Mr. Chairman, vaccine safety is not a new issue. Even before this hearing was called, the federal government, state governments, academic institutions, and vaccine manufacturers had been (and will continue to be) involved in a wide range of programs and activities designed specifically to ensure that the vaccines that we provide to children, adolescents and adults are held to the highest standards of safety and efficacy. There exists a robust system of checks and balances that monitors the safety and efficacy of our vaccines. These efforts are designed to assure that our recommendations about immunization practices and procedures reflect the best available science.

In addition, Mr. Chairman, there can be no doubt that the immunization community -- the public and private sectors and academia -- has been alert and responsive to vaccine safety needs. For example, when we recognized the need to improve the safety of the whole cell pertussis vaccine, we focused our collective efforts to thoroughly investigate, and then license, an acellular pertussis vaccine. The new vaccine, which has largely replaced the earlier generation whole cell pertussis vaccine, has resulted in a significant decrease in actual, as well as reported, adverse events. A similar result has happened with polio vaccine with the adoption of new recommendations that move away from the live virus oral polio vaccine in an effort to further reduce the occurrence of the rare cases of vaccine-associated paralytic poliomyelitis. These two examples illustrate the responsiveness of the entire immunization community when it comes to vaccine safety.

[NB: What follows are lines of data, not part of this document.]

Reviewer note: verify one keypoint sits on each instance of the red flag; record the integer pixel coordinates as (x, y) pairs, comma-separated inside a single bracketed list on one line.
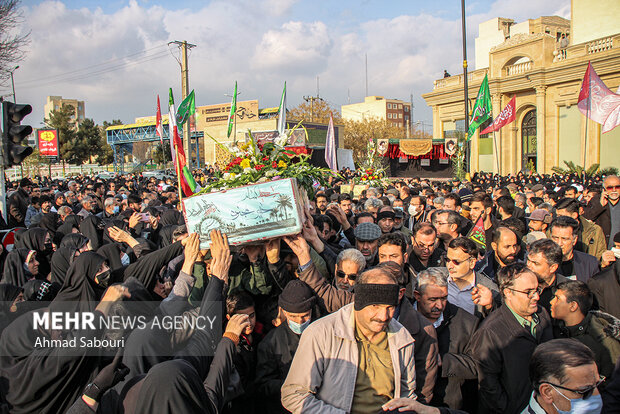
[(597, 101), (505, 117), (477, 233), (159, 128)]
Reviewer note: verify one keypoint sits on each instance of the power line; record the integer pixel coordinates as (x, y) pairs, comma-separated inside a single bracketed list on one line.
[(96, 73)]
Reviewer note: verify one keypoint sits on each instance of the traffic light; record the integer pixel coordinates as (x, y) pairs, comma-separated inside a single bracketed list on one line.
[(13, 133)]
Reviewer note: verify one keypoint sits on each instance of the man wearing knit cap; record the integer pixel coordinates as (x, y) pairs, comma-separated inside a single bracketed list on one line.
[(277, 349), (366, 241), (356, 359)]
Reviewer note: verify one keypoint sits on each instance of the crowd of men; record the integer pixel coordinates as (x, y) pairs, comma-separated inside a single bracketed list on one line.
[(384, 302)]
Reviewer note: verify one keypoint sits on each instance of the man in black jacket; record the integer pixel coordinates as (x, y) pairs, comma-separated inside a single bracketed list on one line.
[(606, 289), (455, 328), (506, 339), (277, 349), (575, 265)]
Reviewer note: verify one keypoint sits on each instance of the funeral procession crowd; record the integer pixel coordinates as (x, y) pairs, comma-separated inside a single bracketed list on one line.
[(493, 295)]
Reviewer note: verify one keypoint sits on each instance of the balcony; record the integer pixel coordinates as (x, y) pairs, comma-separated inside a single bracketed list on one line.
[(518, 68), (587, 49), (457, 80)]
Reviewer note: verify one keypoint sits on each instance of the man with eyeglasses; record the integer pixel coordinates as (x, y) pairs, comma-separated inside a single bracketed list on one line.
[(447, 223), (606, 212), (544, 257), (507, 339), (471, 291), (565, 379), (597, 330), (575, 265), (455, 328), (425, 253)]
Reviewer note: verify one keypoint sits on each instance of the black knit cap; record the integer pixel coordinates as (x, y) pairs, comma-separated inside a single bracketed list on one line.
[(297, 297)]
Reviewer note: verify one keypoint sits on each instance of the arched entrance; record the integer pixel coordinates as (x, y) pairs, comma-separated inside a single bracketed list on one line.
[(528, 139)]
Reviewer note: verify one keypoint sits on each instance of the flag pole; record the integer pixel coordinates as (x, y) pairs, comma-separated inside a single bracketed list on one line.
[(499, 171), (585, 138)]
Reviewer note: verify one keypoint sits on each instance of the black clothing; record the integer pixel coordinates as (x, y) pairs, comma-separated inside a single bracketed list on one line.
[(549, 292), (79, 286), (14, 272), (501, 348), (453, 336), (606, 289), (61, 261), (92, 227), (275, 355)]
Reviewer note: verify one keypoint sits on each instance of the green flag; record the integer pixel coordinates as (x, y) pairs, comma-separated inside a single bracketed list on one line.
[(233, 111), (482, 108), (186, 109)]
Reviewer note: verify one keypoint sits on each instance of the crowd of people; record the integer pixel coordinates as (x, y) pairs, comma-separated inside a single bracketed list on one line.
[(384, 302)]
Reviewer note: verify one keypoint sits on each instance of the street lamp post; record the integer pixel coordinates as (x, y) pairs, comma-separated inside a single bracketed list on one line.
[(13, 82)]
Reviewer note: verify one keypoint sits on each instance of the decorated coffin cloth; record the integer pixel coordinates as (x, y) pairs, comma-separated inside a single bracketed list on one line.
[(247, 214), (416, 147)]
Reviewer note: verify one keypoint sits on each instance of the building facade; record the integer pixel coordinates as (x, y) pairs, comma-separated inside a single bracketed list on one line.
[(396, 112), (54, 103), (543, 68)]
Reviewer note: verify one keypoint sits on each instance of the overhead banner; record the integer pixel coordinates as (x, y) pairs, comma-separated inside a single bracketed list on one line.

Perhaps more timely, in the past several weeks, two "vaccine safety" issues have emerged involving the aggregate exposure to mercury from a preservative known as thimerosal, and concerns, still unproven, that a new vaccine against rotavirus diarrhea could be causing a bowel problem in some children.

The identification of these potential safety issues, their rapid review and the broad dissemination of interim guidelines to all immunization programs and practitioners, is yet another example that we have an early warning system in place that has the ability to detect and rapidly respond to new information. Of course, like any alarm system, the ideal is to assure that it does not misfire and works efficiently and effectively when it should. We must pay attention to this system to assure that it performs to the best of its ability. We need to do all that we can to assure that when a question of vaccine safety or effectiveness arises we have the capacity to find the answer and act accordingly in the public's interest.

In closing, I welcome the opportunity to speak with you today and I am gratified that members of this Committee are concerned about the safety of our vaccines. As a result of these discussions, I hope that you will become convinced, as I have over my many years in this field, that the vaccines that we give to our children and grandchildren are carefully scrutinized at every step in the process -- from development to production to use in the population. This system, the best in the world, continues to improve as science expands with the clear goal that our vaccines are held to the highest safety standards, and are effectively preventing serious, often life-threatening infections.

Mr. Chairman, I appreciate this opportunity to present this statement will be pleased to answer any questions that you may have.